Now, the tide has turned toward saturation, hence all the blue restaurants. “I do feel, as always in design, it’s a reaction to that era: We wanted to go back to more primary colors,” Polonsky says. That blue won out of the three primaries shouldn’t be surprising. Blue, Polonsky notes, has a cool factor that red and yellow, which are now so strongly associated with fast food, do not; still, the blue on the Domino’s box was a reference point for Ceres.
Restaurants are reflecting what’s happening across the culture: The major fashion publications have identified primary colors as one of this year’s dominating clothing trends, while Vogue deemed Yves Klein blue “undoubtedly” the “winner of the night” at the most recent Met Gala. In Polonsky’s estimation, sky blue is ambient, more background energy than the main event. Navy blue is institutional: the color of banks, old New England, and the Ivy League. But in restaurants, this shade of blue — the family of cobalt, electric, royal, ultramarine, lapis lazuli — “feels intelligent and design-forward, but it’s also dynamic enough that it works on social media and it just can’t be ignored.”

In 1960, the artist Yves Klein patented the formula for the intense blue that now colloquially bears his name, though it’s also known as International Klein blue. According to France’s Centre Pompidou, “In his pursuit of pure, luminous blue, the artist sought a way to preserve the intensity of raw pigment in his monochromes.” The color is so saturated it almost vibrates with energy, as though it can’t be contained to the canvas. For some restaurant owners, the color echoes the feeling they wanted to evoke.
If Margot, the restaurant, was a person, she would be “this whimsical, hedonistic eater who loved eating and drinking and dining,” says owner Halley Chambers, who worked with designers Matthew Maddy and Nico Arze on the restaurant. “That shocking blue color felt representative of that ethos.” Still, moderation mattered: Despite its bright exterior, Margot’s interiors are subdued, with white walls and red accents.
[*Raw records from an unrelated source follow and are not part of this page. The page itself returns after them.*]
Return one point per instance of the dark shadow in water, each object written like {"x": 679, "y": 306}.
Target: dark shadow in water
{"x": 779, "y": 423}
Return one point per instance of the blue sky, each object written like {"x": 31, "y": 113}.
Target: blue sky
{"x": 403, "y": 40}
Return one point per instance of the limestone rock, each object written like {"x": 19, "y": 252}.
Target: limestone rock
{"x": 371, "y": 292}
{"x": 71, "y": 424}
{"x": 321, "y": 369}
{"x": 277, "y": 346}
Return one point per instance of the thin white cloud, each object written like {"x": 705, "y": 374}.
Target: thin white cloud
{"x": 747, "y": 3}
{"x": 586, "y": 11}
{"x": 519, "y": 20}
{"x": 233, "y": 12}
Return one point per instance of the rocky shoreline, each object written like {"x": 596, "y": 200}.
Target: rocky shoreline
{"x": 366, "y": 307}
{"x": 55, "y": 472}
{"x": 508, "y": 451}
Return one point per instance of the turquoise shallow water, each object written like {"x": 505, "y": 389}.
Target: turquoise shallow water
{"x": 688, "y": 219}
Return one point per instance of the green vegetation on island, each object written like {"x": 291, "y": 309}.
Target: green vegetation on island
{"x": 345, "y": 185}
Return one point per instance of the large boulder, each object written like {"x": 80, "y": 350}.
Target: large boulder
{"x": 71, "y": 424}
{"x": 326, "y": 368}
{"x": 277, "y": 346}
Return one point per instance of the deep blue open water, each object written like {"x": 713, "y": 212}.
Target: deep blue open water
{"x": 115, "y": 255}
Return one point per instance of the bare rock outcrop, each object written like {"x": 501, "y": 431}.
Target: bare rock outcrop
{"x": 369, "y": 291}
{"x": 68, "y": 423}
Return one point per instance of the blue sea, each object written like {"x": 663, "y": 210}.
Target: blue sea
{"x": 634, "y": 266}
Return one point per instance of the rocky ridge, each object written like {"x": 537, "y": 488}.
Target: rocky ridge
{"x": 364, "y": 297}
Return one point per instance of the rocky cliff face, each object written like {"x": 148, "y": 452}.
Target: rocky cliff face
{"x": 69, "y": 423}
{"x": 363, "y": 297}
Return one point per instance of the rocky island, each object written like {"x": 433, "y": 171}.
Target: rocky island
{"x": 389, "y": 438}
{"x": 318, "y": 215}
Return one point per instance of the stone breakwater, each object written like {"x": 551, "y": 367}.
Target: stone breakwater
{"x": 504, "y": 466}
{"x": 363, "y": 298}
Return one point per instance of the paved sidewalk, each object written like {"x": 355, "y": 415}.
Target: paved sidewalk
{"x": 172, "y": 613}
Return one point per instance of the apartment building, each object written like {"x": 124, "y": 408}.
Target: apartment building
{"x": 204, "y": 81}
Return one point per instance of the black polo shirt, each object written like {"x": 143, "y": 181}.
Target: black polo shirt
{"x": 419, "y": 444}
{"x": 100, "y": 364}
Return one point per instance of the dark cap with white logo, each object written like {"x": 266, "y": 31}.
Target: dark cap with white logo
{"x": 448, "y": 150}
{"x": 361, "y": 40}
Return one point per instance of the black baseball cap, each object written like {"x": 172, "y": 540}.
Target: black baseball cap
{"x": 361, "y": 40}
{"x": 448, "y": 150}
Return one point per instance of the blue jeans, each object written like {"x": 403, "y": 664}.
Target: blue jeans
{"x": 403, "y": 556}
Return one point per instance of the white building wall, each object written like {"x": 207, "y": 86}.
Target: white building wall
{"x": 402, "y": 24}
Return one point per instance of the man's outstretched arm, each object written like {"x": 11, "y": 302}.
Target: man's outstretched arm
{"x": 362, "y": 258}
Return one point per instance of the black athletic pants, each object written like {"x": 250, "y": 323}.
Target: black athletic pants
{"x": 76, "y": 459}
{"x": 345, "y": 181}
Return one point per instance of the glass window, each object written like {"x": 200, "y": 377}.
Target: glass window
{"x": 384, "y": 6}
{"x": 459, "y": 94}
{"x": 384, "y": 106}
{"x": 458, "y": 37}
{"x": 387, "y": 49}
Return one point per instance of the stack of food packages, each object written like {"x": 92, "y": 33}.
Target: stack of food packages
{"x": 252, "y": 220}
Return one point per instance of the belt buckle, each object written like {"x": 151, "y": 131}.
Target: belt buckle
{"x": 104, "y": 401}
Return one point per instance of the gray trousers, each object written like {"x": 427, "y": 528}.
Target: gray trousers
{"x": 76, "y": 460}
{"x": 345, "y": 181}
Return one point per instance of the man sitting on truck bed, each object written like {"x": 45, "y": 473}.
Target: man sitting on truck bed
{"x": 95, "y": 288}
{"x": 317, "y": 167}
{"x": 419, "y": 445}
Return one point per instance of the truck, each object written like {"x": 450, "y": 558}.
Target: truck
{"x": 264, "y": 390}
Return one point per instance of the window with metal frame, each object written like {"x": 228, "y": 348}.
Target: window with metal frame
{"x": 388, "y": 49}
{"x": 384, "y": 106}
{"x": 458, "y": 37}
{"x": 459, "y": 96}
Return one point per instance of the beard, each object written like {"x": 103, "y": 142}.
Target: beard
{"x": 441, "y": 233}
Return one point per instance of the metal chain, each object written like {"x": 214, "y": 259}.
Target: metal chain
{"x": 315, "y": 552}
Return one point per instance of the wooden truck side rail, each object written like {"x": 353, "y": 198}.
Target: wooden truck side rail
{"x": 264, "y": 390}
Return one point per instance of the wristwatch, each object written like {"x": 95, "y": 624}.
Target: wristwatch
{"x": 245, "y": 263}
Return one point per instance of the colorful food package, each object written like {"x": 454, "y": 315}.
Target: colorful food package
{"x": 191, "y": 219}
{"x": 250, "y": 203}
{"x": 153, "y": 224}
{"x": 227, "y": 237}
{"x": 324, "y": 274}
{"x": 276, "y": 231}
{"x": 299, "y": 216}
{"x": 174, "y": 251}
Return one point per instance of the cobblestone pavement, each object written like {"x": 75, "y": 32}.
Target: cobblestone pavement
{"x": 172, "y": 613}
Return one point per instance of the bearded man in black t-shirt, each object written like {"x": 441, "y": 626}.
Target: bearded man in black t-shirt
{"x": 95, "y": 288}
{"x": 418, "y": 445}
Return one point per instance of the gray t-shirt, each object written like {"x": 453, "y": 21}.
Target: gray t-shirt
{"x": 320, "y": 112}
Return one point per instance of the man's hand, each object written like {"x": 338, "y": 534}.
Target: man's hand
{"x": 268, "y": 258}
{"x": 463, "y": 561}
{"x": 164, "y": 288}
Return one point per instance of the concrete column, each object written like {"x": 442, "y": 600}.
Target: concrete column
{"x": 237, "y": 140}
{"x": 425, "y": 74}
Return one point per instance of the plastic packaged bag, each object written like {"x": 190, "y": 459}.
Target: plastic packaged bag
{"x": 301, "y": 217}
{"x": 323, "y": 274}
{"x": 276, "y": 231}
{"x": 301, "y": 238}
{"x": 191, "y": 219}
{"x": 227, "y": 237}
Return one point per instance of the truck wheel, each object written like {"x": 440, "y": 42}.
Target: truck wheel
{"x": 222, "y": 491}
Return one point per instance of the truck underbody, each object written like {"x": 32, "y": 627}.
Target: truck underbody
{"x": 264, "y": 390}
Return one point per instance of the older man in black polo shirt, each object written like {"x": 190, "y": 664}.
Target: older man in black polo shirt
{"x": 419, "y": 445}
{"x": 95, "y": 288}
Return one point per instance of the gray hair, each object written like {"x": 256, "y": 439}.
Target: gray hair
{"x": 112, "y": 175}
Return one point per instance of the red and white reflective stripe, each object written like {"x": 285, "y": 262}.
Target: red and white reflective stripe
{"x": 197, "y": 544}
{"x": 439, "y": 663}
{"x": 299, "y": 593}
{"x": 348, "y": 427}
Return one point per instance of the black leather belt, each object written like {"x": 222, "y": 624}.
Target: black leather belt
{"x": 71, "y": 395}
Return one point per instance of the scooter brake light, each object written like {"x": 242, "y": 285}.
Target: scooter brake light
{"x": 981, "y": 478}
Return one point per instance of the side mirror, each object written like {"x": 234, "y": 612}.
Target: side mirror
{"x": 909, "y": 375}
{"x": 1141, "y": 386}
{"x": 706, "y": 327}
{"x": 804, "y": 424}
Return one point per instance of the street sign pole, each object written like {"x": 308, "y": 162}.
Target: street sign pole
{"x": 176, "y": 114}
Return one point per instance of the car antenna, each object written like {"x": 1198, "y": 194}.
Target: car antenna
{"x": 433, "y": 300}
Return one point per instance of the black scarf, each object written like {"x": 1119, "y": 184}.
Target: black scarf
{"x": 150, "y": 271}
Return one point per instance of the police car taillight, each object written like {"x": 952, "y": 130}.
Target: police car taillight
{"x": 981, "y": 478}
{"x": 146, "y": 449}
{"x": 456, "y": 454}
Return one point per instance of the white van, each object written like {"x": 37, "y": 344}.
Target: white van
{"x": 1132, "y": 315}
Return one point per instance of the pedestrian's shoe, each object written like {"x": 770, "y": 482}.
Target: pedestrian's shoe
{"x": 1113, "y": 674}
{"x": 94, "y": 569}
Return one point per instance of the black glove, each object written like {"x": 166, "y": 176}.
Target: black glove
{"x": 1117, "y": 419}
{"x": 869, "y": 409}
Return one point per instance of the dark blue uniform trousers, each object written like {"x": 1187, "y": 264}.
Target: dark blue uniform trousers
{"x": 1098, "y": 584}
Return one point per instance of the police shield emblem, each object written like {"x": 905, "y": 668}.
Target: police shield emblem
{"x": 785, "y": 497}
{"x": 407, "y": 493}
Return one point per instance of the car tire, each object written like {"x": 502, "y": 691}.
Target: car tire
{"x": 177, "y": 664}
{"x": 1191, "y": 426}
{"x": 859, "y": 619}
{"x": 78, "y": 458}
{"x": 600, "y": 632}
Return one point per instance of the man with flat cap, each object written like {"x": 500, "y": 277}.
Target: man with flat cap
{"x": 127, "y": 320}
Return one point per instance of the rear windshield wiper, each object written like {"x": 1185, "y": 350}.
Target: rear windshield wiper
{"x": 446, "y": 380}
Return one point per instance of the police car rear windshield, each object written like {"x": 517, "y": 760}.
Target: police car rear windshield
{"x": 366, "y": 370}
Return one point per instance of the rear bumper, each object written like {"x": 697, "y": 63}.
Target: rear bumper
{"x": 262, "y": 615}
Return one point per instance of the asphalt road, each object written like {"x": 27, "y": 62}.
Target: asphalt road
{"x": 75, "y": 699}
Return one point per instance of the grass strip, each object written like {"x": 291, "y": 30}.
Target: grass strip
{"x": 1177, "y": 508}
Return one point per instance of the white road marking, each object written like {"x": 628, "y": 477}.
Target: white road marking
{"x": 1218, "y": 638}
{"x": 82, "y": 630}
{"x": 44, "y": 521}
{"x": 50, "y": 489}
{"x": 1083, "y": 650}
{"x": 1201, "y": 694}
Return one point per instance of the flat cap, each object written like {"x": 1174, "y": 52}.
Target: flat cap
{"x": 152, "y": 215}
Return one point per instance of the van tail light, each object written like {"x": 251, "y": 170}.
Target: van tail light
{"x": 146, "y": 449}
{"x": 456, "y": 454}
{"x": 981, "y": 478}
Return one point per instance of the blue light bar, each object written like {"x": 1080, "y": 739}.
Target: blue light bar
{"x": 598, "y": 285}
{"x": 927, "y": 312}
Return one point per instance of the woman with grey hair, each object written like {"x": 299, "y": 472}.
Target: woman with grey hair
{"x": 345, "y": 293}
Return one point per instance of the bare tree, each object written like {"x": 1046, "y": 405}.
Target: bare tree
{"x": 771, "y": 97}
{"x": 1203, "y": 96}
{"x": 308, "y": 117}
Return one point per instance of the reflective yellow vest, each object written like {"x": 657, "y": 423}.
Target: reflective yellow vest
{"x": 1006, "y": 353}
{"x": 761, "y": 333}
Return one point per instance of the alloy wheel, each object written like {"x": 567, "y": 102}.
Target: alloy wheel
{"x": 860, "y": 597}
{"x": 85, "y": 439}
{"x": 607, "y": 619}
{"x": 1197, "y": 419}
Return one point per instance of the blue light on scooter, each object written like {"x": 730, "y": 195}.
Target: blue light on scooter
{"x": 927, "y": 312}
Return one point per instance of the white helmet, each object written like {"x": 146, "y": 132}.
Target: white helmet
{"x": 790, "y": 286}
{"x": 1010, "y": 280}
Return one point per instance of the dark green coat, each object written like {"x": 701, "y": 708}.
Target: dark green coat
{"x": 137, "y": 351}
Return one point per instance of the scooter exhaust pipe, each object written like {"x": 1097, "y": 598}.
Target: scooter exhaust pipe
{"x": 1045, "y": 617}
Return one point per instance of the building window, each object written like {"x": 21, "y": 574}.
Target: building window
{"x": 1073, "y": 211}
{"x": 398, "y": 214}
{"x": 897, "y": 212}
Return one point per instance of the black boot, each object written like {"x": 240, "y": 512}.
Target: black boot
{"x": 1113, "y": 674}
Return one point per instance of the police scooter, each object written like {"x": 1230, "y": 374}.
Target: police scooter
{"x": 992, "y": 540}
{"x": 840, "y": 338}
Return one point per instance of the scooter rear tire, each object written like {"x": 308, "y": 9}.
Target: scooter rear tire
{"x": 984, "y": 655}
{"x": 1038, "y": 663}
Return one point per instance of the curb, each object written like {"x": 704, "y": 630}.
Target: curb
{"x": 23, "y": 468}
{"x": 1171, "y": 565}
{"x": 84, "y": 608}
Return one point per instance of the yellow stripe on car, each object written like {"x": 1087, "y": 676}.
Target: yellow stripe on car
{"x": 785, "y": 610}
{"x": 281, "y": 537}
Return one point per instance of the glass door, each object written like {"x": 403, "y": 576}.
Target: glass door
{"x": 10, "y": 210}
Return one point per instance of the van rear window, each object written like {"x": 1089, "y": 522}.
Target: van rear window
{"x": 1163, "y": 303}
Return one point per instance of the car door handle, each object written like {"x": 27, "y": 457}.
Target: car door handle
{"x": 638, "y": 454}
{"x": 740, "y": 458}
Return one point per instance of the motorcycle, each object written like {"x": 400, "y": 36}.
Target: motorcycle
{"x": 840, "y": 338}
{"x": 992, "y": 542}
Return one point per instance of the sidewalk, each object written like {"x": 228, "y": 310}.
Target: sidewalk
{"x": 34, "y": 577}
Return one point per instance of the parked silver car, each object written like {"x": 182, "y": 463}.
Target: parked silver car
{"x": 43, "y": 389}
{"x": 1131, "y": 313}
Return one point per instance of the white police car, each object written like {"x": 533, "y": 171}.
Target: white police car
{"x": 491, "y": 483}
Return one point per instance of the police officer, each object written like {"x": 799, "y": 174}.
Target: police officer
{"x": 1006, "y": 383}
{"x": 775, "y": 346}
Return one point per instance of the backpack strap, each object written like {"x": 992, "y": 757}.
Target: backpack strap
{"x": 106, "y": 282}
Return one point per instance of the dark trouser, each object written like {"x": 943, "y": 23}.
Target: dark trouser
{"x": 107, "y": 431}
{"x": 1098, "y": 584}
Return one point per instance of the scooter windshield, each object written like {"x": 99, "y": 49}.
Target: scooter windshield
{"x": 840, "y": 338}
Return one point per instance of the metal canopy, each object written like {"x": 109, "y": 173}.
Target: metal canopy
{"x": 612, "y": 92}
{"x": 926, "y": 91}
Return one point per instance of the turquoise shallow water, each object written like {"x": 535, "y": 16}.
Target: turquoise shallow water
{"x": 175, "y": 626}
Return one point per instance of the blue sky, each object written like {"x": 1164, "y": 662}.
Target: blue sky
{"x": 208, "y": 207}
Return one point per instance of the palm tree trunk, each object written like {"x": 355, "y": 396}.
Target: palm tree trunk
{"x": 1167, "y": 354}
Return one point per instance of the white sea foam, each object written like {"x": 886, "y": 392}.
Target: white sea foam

Similarly, Mai Sakai and Craig Hopson of Electric Blue drew inspiration for their restaurant from the neobistros of Paris, they explain. “The food is always amazing, and it’s a little rowdy and a lot of fun. That’s the sense we wanted our restaurant to have,” Sakai says. The color felt “fun and like we didn’t take ourselves too seriously,” Hopson adds.
At Cafe Gentil, which is in the process of also becoming an art gallery, the immersive use of blue was a way for founder Christophe Collado to combine his interests in both art and hospitality, “while also breaking away from the idea that art has to feel elitist or inaccessible,” he says. To sit inside Cafe Gentil is to be a part of Yves Klein blue. According to Collado, “I wanted the cafe to feel open, welcoming and alive, a place for everyone.”
In The Devil Wears Prada, released in 2006, Meryl Streep as Miranda Priestly famously uses cerulean blue to explain the trickle-down of colors from niche artistic choices to overarching mass-market trends, with which everyone interacts whether they care about the source material or not. Twenty years later, the movie is back; the same example could be made with another shade of blue.